Распроклятая зараза,

Всему миру надоел.

_____

Гитлер-пес, Гитлер-пес,

Черт тебя сюда принес!

Не прижиться псине тут:

Скоро Гитлеру капут!

Признаюсь, я не все понял в этих частушках, но понял как никогда Барского, его грязную душу. Какой же он негодяй! Принимаю решение частушки сохранить (м. б., покажу их пате и нанесу удар Барскому — распространителю оскорбительного для нашей нации зла). Строго говорю непрошеным гостям:

— Вирши ваши я оставлю у себя, а вас больше не задерживаю…

«Гости», сконфуженные, ушли.

_____

Ну что прикажете мне с этим Барским делать?

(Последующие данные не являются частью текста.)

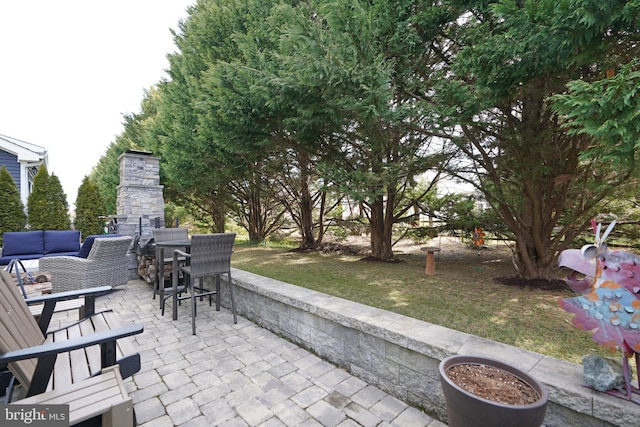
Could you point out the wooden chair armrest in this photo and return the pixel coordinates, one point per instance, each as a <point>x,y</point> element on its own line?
<point>67,295</point>
<point>53,349</point>
<point>50,301</point>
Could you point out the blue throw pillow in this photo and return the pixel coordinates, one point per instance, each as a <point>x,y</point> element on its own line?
<point>17,243</point>
<point>57,241</point>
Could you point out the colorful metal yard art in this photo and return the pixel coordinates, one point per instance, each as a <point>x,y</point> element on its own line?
<point>609,303</point>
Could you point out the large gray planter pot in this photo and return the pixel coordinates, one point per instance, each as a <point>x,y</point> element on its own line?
<point>465,409</point>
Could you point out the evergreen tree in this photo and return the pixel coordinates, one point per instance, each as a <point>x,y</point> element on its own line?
<point>47,203</point>
<point>89,207</point>
<point>12,214</point>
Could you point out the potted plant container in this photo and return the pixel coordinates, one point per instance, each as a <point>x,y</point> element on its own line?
<point>466,409</point>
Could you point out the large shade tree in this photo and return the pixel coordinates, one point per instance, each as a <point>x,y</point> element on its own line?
<point>366,58</point>
<point>502,61</point>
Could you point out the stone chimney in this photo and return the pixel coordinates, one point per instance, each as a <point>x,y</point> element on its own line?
<point>140,203</point>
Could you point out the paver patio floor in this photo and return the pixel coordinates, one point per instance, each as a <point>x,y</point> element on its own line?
<point>240,374</point>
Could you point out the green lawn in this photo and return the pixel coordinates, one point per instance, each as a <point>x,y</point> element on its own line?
<point>462,295</point>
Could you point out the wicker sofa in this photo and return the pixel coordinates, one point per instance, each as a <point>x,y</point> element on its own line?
<point>105,265</point>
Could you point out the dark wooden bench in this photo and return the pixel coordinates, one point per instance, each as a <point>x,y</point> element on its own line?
<point>60,358</point>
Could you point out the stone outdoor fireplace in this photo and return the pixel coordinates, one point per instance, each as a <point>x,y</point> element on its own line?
<point>140,202</point>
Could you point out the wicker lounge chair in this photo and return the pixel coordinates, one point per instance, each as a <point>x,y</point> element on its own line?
<point>106,265</point>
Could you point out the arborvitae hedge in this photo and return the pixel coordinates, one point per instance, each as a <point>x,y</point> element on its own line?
<point>47,204</point>
<point>12,215</point>
<point>89,207</point>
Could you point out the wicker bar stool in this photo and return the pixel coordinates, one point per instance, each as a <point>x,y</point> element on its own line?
<point>210,257</point>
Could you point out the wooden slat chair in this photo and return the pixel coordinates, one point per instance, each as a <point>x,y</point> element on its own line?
<point>103,396</point>
<point>60,358</point>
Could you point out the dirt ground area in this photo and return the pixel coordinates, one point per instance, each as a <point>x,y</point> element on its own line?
<point>453,252</point>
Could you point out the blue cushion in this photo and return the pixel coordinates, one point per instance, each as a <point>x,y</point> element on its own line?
<point>52,254</point>
<point>88,243</point>
<point>4,260</point>
<point>16,243</point>
<point>59,241</point>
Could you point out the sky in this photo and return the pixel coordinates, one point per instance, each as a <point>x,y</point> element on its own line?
<point>70,69</point>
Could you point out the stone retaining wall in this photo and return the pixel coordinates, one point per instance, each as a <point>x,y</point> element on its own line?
<point>400,355</point>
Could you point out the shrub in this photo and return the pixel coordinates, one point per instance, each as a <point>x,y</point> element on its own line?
<point>12,214</point>
<point>89,207</point>
<point>47,203</point>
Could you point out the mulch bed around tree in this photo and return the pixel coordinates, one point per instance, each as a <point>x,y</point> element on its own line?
<point>542,284</point>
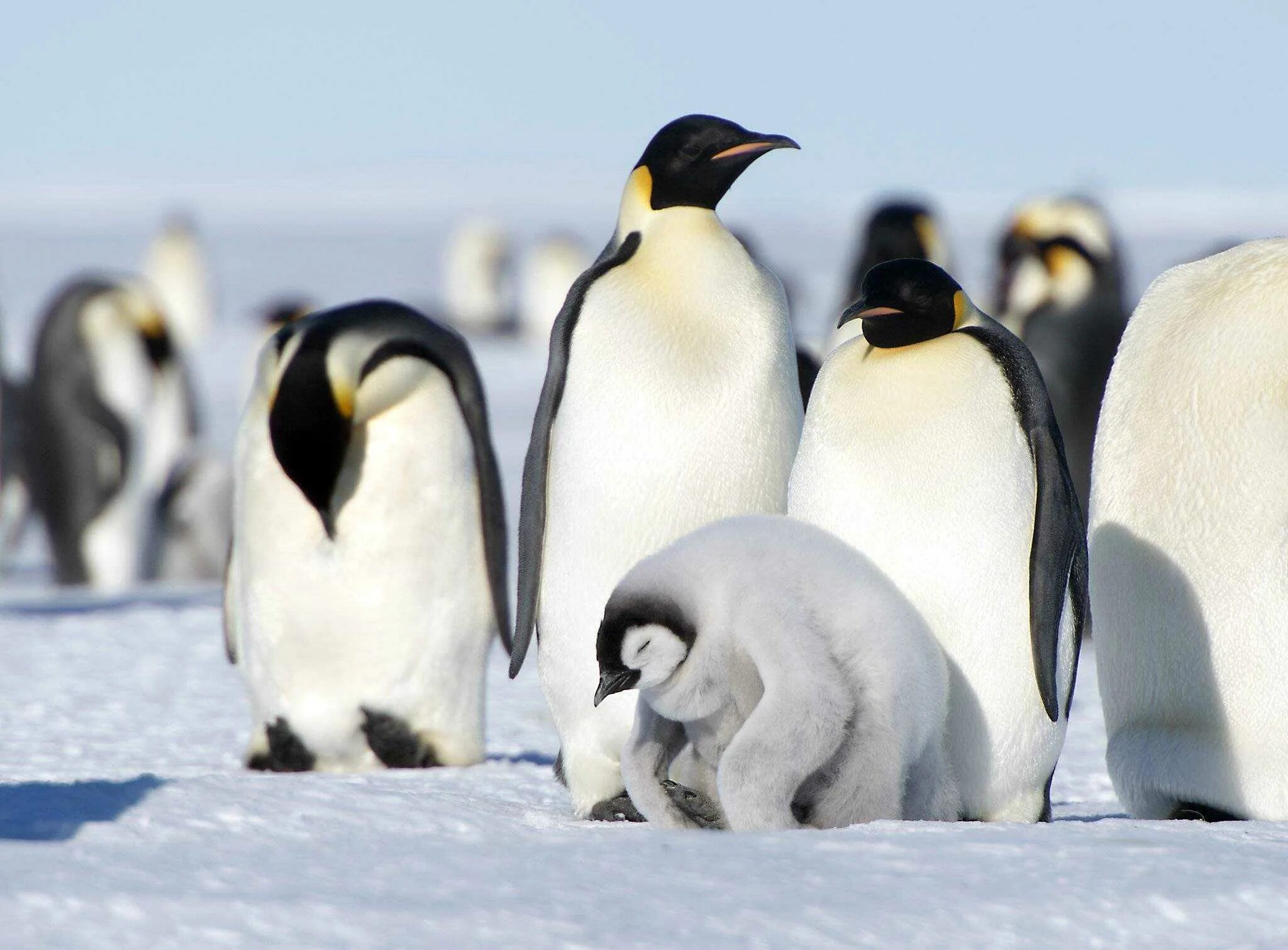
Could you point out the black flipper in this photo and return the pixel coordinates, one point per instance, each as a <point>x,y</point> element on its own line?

На второй день поздно вечером зашел ко мне и без всяких предисловий подал два листка на немецком и русском. Неужели снова частушки, будь они неладны? Я зло выпалил:

— Ваше старание переходит все границы, становится раздражительно назойливым. К чему мне еще эти ваши вирши?.. Хватит!

— Простите, но это другое, более серьезное и опасное… Прочтите, пожалуйста, и вы поймете, насколько это… Это же тяжелый снаряд, и мы не имеем права допустить, чтобы он взорвался.

Ничего не понимаю! Рехнулась полицейская ищейка! Читаю про себя новый «дар» Барского:

О Родина моя,

Ты мать моя родная,

С тобою я…

— И я…

Мы — армия стальная.

Несем мы Ленина в груди,

Веди нас, Партия, веди

В последний смертный бой!

Не страшен враг с тобой!

Умеем мы встречать

Непрошеных гостей,

Умеем угощать

Фашистских палачей…

Сорвем фашистские мечты,

Свободы нашей не украсть.

Сорву их я, сорвешь их ты.

И смерть тому, кто нас предаст!

Сурово посмотрел на Барского. Резко спросил:

— Ну и что?

— Как что? Это же гимн подпольщиков, убежден, что его состряпали «русские девушки»…

— Ну и что?!

Слышу свой голос: он неуверенный, и вопрос мне самому уже кажется бессмысленным. Решаю исправить свою неловкость:

— Где они, эти «русские девушки»? И почему вы адресуетесь ко мне?

— Вы же мой начальник, разумеется не прямой, но все же… И вы близки к генералу…

— Но я не сотрудник гестапо, однако о «гимне» доложу генералу…

— Вот-вот, я очень прошу вас об этом. Как-никак, но и я не сижу сложа руки…

— Все, господин Барский, тем более я плохо себя чувствую…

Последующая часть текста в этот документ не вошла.